Study finds Pokémon characters can reside in certain parts of the brain

Playing the game as children hones these special regions

Study finds Pokémon characters can reside in certain parts of the brain 1
Photo by Vincent M.A. Janssen from Pexels

Some people grew up playing Pokémon games as children, while others didn’t. Those who did evidently developed a certain area of their brain to hold relevant info that allowed them to better play the hit game series.

This is according to new research that was recently conducted and appeared in the journal Nature Human Behavior. It centered around how the act of playing Pokémon during childhood affected how the brain organized itself.

It appears that the study started out based on a simple and straightforward idea. That is, those who played the Pokémon games when they were kids ended up developing a cluster of brain cells dedicated to distinguishing between one Pokémon species and another.

To conduct the study, Jesse Gomez, a postdoc at the University of California, Berkeley and co-author, recruited a total of 11 Pokémon experts. Gomez and the rest of the team ran some tests and analyzed the resulting data, and they found that the Pokémon-focused area in the brain appeared in the same location for everyone, and that apparently supports a theory referred to as “eccentricity bias.”
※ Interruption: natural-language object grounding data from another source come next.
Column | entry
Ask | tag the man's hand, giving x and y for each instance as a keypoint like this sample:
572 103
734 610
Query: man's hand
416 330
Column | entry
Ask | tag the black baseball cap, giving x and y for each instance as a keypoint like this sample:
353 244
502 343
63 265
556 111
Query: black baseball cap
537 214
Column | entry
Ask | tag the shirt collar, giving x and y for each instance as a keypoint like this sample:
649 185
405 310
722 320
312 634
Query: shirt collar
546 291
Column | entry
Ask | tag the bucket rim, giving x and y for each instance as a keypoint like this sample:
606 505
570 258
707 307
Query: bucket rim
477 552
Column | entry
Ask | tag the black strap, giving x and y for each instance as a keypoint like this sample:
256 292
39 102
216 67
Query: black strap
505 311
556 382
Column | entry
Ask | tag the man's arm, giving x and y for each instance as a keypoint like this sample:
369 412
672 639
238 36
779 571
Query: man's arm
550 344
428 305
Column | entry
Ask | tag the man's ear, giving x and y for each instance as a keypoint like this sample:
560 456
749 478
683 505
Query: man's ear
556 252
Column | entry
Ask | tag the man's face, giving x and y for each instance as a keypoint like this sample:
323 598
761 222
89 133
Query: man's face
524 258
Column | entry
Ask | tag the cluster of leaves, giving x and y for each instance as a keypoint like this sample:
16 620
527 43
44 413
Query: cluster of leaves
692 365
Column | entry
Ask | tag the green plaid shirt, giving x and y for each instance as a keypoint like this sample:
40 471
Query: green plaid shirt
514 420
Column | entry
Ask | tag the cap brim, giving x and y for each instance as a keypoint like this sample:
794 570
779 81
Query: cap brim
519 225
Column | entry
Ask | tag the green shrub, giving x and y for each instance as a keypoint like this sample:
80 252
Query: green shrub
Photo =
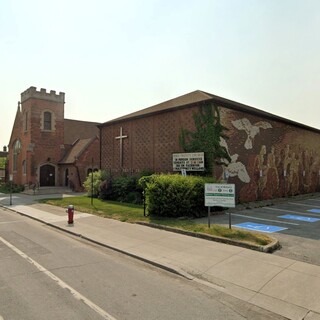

Basically, the game experts all showed the same type of brain development due in part to how the game was played. More specifically, how they were able to view and later perceive each individual character from the game.

The overall result is that playing Pokémon was a positive influence on most of the ones that did. If not just to make them better at video games in general, but by allowing them to grow with so-called specialized brain regions that helps them recognize new objects in their environment.